La parentesi della guerra sospese la sentenza sulla sua posizione storica. Né la rettificò, nel senso che le era obbiettivamente proprio, l’utopia dogmatica delle avanguardie postbelliche. Per esse, Ravel non aveva parti assegnate da interpretare, se non quella che egli stesso si era assunto al di fuori dì scuole e correnti: testimoniare, con l’altezza delle sue opere, il diritto a creare, ad esprimere un mondo individuale di emozioni e pensieri nella misura di valori ostentatamente classici. Troppo poco per chi cercava, dietro di sé, soprattutto roccheforti da abbattere e saccheggiare, sistemi a cui offrire vittime e idoli nel nome del progresso.

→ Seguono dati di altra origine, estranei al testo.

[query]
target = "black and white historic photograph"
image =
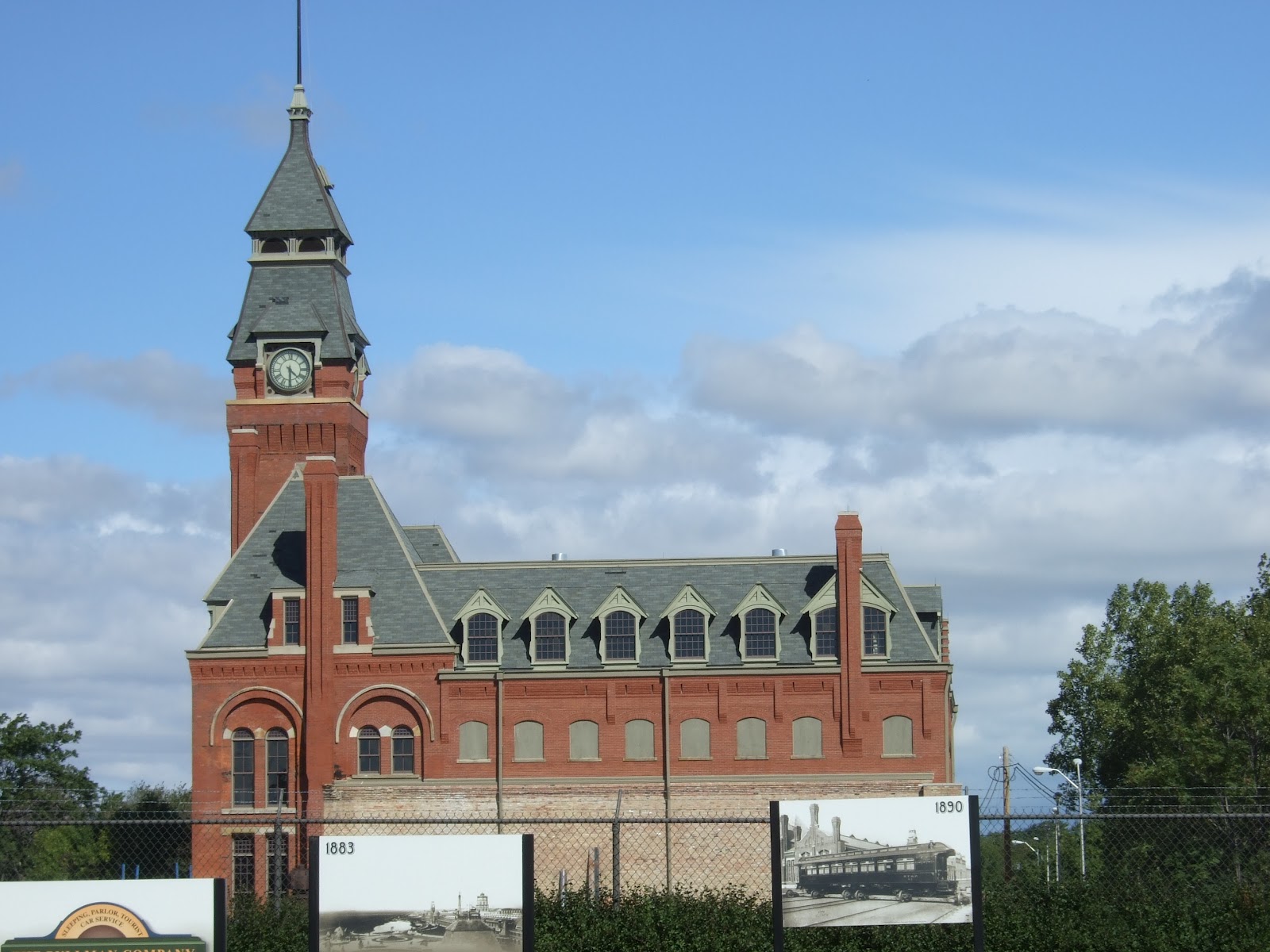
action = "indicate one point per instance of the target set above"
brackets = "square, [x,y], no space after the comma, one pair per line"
[444,892]
[886,861]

E «sistemi» erano, appunto, Schoenberg e la sua scuola da un lato, e Debussy dall’ altro. Per converso, e per quanto paradossale possa sembrare, a Ravel ha nuociuto l’enorme popolarità di pezzi come il Bolero, caso, più unico che raro, di una pagina del Novecento che chiunque saprebbe riconoscere di colpo, o la Rhapsodie espagnole, o la virtuosistica trascrizione orchestrale dei musorgskiani Quadri di un’ esposizione. Questi lavori illustrano l’aspetto estroverso, brillante, sgargiante di colori e traboccante di invenzioni strumentali. A colpire, qui, è l’assoluta padronanza del mestiere da parte di un compositore che detestava il dilettantismo (e quindi non disprezzava la tecnica, del resto a lui assicurata da studi profondi, teorici e pratici) e diffidava delle fumose approssimazioni; di fatto, era stato uno dei pochi a discernere in Satie, oltre gl’intenti dissacratori, precisione di tratto e nettezza di contorni.
E tuttavia, nella sua intima natura, Ravel era un introverso, un solitario adoratore della forma e dello stile; tragicamente consapevole della precarietà in cui si dibatteva l’arte del suo secolo,quanto deciso a seguire il suo istinto e la sua cultura nella direzione della lucidità, della chiarezza, dello sforzo costruttivo, razionale, volto all’espressione, alla comunicazione di valori essenziali, nella vita come nella musica, senza cincischiamenti o sconfinamenti sul terreno del negativo. E quanto più questo sforzo esigeva il prezzo della solitudine e della nevrosi, tanto più la musica si decantava in uno strenuo impegno conservatore.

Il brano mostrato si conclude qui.